Class AbstractCARTTrainer<T extends Output<T>>

java.lang.Object
org.tribuo.common.tree.AbstractCARTTrainer<T>
All Implemented Interfaces:
com.oracle.labs.mlrg.olcut.config.Configurable, com.oracle.labs.mlrg.olcut.provenance.Provenancable<TrainerProvenance>, DecisionTreeTrainer<T>, SparseTrainer<T>, Trainer<T>, WeightedExamples
Direct Known Subclasses:
CARTClassificationTrainer, CARTJointRegressionTrainer, CARTRegressionTrainer

public abstract class AbstractCARTTrainer<T extends Output<T>> extends Object implements DecisionTreeTrainer<T>
Base class for Trainer's that use an approximation of the CART algorithm to build a decision tree.

See:

 J. Friedman, T. Hastie, & R. Tibshirani.
 "The Elements of Statistical Learning"
 Springer 2001. PDF
 
  • Field Details

    • MIN_EXAMPLES

      public static final int MIN_EXAMPLES
      Default minimum weight of examples allowed in a leaf node.
      See Also:
    • minChildWeight

      @Config(description="The minimum weight allowed in a child node.") protected float minChildWeight
      Minimum weight of examples allowed in a leaf.
    • maxDepth

      @Config(description="The maximum depth of the tree.") protected int maxDepth
      Maximum tree depth. Integer.MAX_VALUE indicates the depth is unlimited.
    • fractionFeaturesInSplit

      @Config(description="The fraction of features to consider in each split. 1.0f indicates all features are considered.") protected float fractionFeaturesInSplit
      Number of features to sample per split. 1 indicates all features are considered.
    • seed

      @Config(description="The RNG seed to use when sampling features in a split.") protected long seed
    • rng

      protected SplittableRandom rng
    • trainInvocationCounter

      protected int trainInvocationCounter
  • Constructor Details

    • AbstractCARTTrainer

      protected AbstractCARTTrainer(int maxDepth, float minChildWeight, float fractionFeaturesInSplit, long seed)
      After calls to this superconstructor subclasses must call postConfig().
      Parameters:
      maxDepth - The maximum depth of the tree.
      minChildWeight - The minimum child weight allowed.
      fractionFeaturesInSplit - The fraction of features to consider at each split.
      seed - The seed for the feature subsampling RNG.
  • Method Details

    • postConfig

      public void postConfig()
      Specified by:
      postConfig in interface com.oracle.labs.mlrg.olcut.config.Configurable
    • getInvocationCount

      public int getInvocationCount()
      Description copied from interface: Trainer
      The number of times this trainer instance has had it's train method invoked.

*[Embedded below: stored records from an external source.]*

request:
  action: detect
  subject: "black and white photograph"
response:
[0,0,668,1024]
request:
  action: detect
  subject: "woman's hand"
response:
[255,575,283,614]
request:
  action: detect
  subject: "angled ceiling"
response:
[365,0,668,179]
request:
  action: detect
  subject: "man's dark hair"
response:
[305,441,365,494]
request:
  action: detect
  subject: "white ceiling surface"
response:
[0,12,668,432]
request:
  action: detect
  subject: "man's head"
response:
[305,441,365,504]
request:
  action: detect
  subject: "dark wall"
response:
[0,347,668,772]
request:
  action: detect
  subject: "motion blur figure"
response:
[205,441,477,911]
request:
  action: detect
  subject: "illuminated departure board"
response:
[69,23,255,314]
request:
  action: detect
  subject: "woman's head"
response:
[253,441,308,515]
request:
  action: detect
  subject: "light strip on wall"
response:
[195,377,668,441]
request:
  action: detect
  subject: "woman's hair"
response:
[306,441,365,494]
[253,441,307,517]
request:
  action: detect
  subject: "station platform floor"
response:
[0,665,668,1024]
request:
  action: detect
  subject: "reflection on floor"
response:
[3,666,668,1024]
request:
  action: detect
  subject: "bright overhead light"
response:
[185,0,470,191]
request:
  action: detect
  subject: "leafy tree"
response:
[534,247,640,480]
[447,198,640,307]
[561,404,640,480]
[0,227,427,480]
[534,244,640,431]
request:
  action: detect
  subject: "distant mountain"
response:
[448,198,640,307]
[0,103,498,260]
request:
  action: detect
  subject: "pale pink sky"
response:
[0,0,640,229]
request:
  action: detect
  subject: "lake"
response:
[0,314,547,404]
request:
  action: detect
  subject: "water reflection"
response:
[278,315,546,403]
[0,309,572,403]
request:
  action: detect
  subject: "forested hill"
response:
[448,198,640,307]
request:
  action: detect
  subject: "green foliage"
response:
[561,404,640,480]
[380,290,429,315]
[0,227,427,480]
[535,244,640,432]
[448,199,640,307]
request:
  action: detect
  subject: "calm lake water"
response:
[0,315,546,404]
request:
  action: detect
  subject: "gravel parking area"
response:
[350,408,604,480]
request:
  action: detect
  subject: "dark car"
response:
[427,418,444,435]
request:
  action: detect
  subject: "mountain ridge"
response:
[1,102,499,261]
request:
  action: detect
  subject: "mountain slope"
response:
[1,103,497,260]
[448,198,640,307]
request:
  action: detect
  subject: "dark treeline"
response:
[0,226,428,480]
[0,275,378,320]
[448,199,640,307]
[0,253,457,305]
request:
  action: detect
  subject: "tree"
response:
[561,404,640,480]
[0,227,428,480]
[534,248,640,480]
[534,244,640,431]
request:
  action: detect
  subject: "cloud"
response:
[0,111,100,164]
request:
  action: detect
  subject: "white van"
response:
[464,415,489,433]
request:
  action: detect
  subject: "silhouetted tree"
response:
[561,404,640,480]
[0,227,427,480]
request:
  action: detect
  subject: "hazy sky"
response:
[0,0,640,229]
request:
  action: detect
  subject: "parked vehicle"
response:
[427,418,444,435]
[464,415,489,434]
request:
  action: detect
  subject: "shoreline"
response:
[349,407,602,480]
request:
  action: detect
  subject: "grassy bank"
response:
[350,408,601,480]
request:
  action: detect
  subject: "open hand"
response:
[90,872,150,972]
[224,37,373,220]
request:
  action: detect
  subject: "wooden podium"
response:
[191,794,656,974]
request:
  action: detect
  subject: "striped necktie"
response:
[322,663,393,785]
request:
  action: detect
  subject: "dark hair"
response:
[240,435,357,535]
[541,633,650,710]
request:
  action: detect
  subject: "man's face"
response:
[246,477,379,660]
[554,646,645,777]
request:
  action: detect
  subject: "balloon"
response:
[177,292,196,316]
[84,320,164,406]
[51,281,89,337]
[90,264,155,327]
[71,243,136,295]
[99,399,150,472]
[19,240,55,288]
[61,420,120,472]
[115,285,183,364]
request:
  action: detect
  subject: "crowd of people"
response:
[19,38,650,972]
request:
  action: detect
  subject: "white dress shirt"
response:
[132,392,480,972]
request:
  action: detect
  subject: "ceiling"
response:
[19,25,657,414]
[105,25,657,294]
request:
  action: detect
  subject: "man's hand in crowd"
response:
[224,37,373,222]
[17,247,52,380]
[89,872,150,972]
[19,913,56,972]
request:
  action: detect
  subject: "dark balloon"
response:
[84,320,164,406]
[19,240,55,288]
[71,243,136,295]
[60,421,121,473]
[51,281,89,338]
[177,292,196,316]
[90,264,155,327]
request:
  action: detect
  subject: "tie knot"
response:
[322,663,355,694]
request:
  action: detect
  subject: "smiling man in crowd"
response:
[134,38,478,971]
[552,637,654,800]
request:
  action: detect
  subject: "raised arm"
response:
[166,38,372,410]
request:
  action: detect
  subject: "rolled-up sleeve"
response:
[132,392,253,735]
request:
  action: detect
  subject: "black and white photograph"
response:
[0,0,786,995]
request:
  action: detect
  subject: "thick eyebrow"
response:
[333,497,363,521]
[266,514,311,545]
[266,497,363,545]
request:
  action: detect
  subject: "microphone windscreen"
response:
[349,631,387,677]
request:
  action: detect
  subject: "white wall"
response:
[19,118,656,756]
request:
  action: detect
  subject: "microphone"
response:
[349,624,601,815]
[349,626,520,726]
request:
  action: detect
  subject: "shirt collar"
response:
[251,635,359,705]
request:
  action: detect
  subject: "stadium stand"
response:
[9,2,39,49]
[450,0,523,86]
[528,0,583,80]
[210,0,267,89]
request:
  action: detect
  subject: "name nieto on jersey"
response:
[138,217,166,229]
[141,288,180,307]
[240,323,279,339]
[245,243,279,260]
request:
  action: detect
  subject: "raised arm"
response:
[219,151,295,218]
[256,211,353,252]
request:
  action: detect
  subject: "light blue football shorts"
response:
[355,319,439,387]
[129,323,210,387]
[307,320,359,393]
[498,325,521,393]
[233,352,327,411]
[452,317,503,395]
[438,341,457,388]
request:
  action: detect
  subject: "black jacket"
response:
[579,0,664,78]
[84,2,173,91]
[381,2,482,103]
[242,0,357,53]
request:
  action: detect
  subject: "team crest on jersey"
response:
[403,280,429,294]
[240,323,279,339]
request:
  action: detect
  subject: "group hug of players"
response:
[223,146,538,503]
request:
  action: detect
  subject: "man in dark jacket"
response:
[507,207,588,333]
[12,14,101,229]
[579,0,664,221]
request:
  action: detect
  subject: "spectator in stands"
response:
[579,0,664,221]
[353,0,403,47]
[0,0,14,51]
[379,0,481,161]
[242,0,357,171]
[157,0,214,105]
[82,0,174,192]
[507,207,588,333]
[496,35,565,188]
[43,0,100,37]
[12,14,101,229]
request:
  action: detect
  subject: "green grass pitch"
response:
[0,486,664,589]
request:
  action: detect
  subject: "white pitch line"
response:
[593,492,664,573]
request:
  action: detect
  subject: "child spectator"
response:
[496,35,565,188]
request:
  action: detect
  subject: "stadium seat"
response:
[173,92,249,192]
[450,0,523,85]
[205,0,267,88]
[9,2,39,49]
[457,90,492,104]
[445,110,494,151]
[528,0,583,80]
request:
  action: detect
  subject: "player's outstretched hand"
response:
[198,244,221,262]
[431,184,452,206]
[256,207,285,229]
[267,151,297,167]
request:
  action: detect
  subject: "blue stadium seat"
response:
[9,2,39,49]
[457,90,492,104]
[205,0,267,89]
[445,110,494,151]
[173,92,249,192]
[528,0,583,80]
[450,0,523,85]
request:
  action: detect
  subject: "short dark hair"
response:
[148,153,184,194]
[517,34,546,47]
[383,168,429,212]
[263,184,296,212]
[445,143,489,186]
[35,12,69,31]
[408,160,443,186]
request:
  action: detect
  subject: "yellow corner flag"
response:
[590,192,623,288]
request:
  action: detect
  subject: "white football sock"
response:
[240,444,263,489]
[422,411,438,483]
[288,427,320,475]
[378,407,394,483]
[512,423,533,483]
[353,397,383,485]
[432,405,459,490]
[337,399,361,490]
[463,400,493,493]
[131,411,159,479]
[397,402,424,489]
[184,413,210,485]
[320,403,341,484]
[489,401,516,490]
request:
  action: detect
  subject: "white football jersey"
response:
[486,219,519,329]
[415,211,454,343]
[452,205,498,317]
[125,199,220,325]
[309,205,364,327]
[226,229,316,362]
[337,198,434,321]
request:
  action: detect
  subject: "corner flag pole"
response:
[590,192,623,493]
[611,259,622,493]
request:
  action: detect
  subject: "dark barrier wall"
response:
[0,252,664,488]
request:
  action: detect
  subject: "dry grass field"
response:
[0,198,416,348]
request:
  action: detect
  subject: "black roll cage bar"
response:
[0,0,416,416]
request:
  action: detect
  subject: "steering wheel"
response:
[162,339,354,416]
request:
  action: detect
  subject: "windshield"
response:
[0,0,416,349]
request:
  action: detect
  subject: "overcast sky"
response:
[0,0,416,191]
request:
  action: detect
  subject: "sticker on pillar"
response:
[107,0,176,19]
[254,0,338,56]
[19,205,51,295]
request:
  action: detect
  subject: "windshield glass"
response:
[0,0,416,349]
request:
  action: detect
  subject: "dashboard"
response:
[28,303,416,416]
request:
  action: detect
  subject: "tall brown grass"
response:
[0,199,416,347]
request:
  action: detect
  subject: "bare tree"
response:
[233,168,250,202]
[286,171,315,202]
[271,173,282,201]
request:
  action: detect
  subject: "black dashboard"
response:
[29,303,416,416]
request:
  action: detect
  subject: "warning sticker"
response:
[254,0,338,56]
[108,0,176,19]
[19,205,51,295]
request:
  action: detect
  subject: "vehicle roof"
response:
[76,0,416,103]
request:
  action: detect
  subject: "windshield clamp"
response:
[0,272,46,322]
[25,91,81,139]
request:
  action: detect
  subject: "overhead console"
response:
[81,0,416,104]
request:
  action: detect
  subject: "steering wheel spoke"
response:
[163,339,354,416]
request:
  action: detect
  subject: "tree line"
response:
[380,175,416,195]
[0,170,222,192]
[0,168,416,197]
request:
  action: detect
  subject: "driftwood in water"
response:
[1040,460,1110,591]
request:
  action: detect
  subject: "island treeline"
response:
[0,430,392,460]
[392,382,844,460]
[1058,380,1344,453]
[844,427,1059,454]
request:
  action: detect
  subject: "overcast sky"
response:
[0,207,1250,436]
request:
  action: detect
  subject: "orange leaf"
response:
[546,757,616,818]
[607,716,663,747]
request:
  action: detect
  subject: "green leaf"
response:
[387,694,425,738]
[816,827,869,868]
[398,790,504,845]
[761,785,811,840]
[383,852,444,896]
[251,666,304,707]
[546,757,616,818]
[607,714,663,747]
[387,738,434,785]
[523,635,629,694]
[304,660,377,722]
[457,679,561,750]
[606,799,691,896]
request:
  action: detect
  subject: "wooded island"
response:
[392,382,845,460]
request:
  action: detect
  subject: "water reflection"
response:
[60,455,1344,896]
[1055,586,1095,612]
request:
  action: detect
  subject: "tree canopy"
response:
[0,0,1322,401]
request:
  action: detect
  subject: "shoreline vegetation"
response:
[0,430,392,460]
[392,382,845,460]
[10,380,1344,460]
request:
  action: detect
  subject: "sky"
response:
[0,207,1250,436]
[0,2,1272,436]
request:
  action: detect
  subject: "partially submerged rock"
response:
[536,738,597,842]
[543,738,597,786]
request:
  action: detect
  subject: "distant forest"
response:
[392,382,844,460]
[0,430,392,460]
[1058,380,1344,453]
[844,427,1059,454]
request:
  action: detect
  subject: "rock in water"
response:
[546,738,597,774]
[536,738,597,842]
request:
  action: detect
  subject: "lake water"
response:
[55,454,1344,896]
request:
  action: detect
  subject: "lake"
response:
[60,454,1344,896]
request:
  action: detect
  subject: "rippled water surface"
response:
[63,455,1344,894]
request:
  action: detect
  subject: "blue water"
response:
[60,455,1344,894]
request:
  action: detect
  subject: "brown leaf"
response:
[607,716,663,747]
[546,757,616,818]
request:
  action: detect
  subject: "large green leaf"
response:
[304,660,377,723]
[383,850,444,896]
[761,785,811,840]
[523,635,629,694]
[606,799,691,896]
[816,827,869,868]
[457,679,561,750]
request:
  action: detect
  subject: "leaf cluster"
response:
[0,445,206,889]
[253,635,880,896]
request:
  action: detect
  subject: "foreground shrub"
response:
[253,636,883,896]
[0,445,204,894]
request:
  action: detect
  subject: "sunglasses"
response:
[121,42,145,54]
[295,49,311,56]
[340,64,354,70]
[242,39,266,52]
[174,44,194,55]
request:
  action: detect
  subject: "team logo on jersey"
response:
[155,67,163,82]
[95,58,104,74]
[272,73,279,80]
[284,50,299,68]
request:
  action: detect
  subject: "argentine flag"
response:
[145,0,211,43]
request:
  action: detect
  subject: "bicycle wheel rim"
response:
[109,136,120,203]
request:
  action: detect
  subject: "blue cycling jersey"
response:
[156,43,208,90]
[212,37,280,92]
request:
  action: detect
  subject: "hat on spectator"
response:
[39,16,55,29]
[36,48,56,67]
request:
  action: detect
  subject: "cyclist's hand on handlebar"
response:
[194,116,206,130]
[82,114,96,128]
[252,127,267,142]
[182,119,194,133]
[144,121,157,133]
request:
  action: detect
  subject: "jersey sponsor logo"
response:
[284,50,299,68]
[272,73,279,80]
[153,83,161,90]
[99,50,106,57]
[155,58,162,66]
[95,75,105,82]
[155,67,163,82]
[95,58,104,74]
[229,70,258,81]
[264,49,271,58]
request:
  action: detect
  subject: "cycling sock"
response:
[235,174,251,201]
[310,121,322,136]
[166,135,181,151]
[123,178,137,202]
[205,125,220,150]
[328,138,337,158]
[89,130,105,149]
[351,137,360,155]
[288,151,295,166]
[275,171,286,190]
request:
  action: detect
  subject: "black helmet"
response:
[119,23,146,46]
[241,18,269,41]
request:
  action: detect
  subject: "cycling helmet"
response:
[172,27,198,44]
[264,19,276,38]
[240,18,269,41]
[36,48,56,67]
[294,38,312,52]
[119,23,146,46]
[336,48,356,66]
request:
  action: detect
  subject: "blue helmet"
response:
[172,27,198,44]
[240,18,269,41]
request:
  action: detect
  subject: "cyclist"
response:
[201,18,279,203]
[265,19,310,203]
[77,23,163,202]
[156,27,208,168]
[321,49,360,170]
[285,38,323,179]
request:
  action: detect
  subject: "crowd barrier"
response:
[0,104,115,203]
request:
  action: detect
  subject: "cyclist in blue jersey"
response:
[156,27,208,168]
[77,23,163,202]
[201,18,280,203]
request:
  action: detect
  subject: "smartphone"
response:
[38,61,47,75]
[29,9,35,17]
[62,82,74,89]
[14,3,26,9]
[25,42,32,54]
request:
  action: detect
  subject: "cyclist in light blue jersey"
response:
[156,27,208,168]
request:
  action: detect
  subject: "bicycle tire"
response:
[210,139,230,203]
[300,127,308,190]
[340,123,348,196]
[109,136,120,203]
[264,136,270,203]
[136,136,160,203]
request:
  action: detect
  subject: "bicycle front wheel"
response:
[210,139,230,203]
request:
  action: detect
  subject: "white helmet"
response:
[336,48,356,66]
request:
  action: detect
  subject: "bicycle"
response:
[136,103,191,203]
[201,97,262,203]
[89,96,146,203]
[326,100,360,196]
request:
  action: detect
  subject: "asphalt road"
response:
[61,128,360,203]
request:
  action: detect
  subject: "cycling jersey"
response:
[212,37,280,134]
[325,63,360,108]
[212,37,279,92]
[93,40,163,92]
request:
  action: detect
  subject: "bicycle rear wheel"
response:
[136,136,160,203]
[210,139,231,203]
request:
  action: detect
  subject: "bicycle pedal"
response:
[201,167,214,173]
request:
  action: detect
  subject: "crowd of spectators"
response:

      This is used to determine how many times the trainer's RNG has been accessed to ensure replicability in the random number stream.

      Specified by:
      getInvocationCount in interface Trainer<T extends Output<T>>
      Returns:
      The number of train invocations.
    • getFractionFeaturesInSplit

      Description copied from interface: DecisionTreeTrainer
      Returns the feature subsampling rate.
      Specified by:
      getFractionFeaturesInSplit in interface DecisionTreeTrainer<T extends Output<T>>
      Returns:
      The feature subsampling rate.
    • train

      public TreeModel<T> train(Dataset<T> examples)
      Description copied from interface: SparseTrainer
      Trains a sparse predictive model using the examples in the given data set.
      Specified by:
      train in interface SparseTrainer<T extends Output<T>>
      Specified by:
      train in interface Trainer<T extends Output<T>>
      Parameters:
      examples - The data set containing the examples.
      Returns:
      A sparse predictive model that can be used to generate predictions for new examples.
    • train

      public TreeModel<T> train(Dataset<T> examples, Map<String, com.oracle.labs.mlrg.olcut.provenance.Provenance> runProvenance)
      Description copied from interface: SparseTrainer
      Trains a sparse predictive model using the examples in the given data set.
      Specified by:
      train in interface SparseTrainer<T extends Output<T>>
      Specified by:
      train in interface Trainer<T extends Output<T>>
      Parameters:
      examples - the data set containing the examples.
      runProvenance - Training run specific provenance (e.g., fold number).
      Returns:
      a predictive model that can be used to generate predictions for new examples.
    • mkTrainingNode

      protected abstract AbstractTrainingNode<T> mkTrainingNode(Dataset<T> examples)